The UK periodically goes through a Research Excellence Framework (Ref) exercise, assessing research over a five-year period, currently 2008-2013. Every submission from across the country is assessed on its quality, with an important criterion being the prestige of the journal and the rigour of its peer-review process. Peer reviewers are researchers with established reputations. But while these peers can provide careful and reasoned evaluations of work, a common complaint is that these same peers are biased toward accepting work that reinforces their own ideas, thus stifling innovative thinking.
This argument ignores the fact that the vast majority of published work is in any case not particularly innovative. The papers are well done, but form small extensions of existing ideas and in most cases are hardly cited at all. A small set of papers account for the overwhelming majority of citations. Given the sheer number of submissions and publications, the peer review process (which usually consists of anonymous unpaid academics reviewing papers on their own time as a service to the journal) does not always recognise these papers ex ante. The task of finding an innovative paper is akin to finding a rough diamond in a sea of pebbles. The anonymity of the peer review process works against incentives to publish new and innovative research. Since the referee will not get credit for championing a new idea, there is little incentive to stick his/her neck out and pass a paper that might contain an error.
In most cases, recognising innovation is a job for the gatekeepers to the peer review process – editors of journals – who are not anonymous and whose journals’ reputations essentially rise and fall along with their citation counts. Editors (whose reputations in turn are influenced by the reputations of their journals) are strongly motivated to seek out work that steps away from where research is currently being conducted. No journal wants to reject the next Black-Scholes paper or the Akerlof Lemons paper, both of which were rejected on their first submissions. However, no journal wants to publish the next cold fusion paper either; a paper that claimed to have observed nuclear fusion processes at room temperature, which generated great excitement when first published, but whose results were never replicated and ultimately dismissed.
The peer review process still remains a necessary one. There is a surprisingly good chance that research results that push boundaries will not stand scrutiny due to what is termed collective unintentional data mining. A scholar can approach a data set or experiment in a multitude of ways. That is not, in itself, a problem since there is no single obvious path or method appropriate for every situation. However an unethical scholar can build a paper on the one approach that happened to generate a positive (publishable) result. In the entirely ethical version, every scholar acts correctly and takes only one shot at the data. However, negative results are much more difficult to publish than positive ones since the peer reviewer is easily likely to dismiss the paper on the grounds that the authors just did not look hard enough for positive results. Hence, an author with a negative result is likely to abandon the paper, rather than submit it to a journal. Thus with a multitude of scholars, each choosing a slightly different approach and each opting to submit only positive results, the end result of the process is the same – an artefact of the choices rather than a profound truth.
Is this unintentional data mining a big problem? Yes. It is astounding how many results do not seem to stand the test of time. This is not just a problem in social sciences which rely upon econometric techniques applied to real data, but even in more experimental sciences. There is almost a cottage industry of researchers devoted to replicating earlier work and being unable to do so.
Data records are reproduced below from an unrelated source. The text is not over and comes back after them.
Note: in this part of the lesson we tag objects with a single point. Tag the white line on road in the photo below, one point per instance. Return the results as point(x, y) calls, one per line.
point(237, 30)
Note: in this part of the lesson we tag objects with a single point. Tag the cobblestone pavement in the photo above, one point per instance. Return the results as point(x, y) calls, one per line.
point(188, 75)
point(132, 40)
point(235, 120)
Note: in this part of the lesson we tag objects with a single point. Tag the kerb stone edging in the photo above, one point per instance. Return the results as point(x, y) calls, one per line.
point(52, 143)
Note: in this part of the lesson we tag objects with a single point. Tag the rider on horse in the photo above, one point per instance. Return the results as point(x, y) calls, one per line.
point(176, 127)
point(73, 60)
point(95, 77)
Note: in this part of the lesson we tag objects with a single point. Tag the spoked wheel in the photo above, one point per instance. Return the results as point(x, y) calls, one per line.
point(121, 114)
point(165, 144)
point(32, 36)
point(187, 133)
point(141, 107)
So when reviewing new research, how do editors balance innovation and ensure robustness? Experience helps. Having seen a great deal of work, editors can often recognise a fresh approach or idea and most are willing to back new ideas if they see no obvious concern. For the work where concerns might be less obvious, the best way to assess the fragility of a study is to ask for some test variants and gauge sensitivity. Editors do not strive for certainty – if a paper survives a reasonable “what about this” hurdle, that is usually enough for most journals. The review process should identify related work that might suggest potential problems. It is not uncommon to ask authors to reconcile their results with another study – to identify a reason for the difference. In fact, new insights very often arise precisely when reconciling conflicting results or theories.
At the end, the question is how many false insights are academics willing to accept as a result of the data mining problem in order to ensure that innovative ideas are not weeded out? Enlightened editors have the responsibility of identifying diamonds in the rough, encouraging them and even actively engaging in the polishing themselves. However, the growing alarm about replication of results suggests that, taken as a whole, there may be as much reason to be careful as carefree.
The Ref and other similar exercises are not meant to identify innovative ideas. Through their focus on journal prestige and the quality of the peer review process, they emphasise well-done research – rigorous research that is free of methodological flaws. However, research rigour is a necessary but not sufficient condition for innovation.
Raghavendra Rau is the Sir Evelyn de Rothschild professor of finance, University of Cambridge and co-editor Financial Management. Marc Lipson is the Robert F. Vandell research professor, University of Virginia and co-editor Financial Management.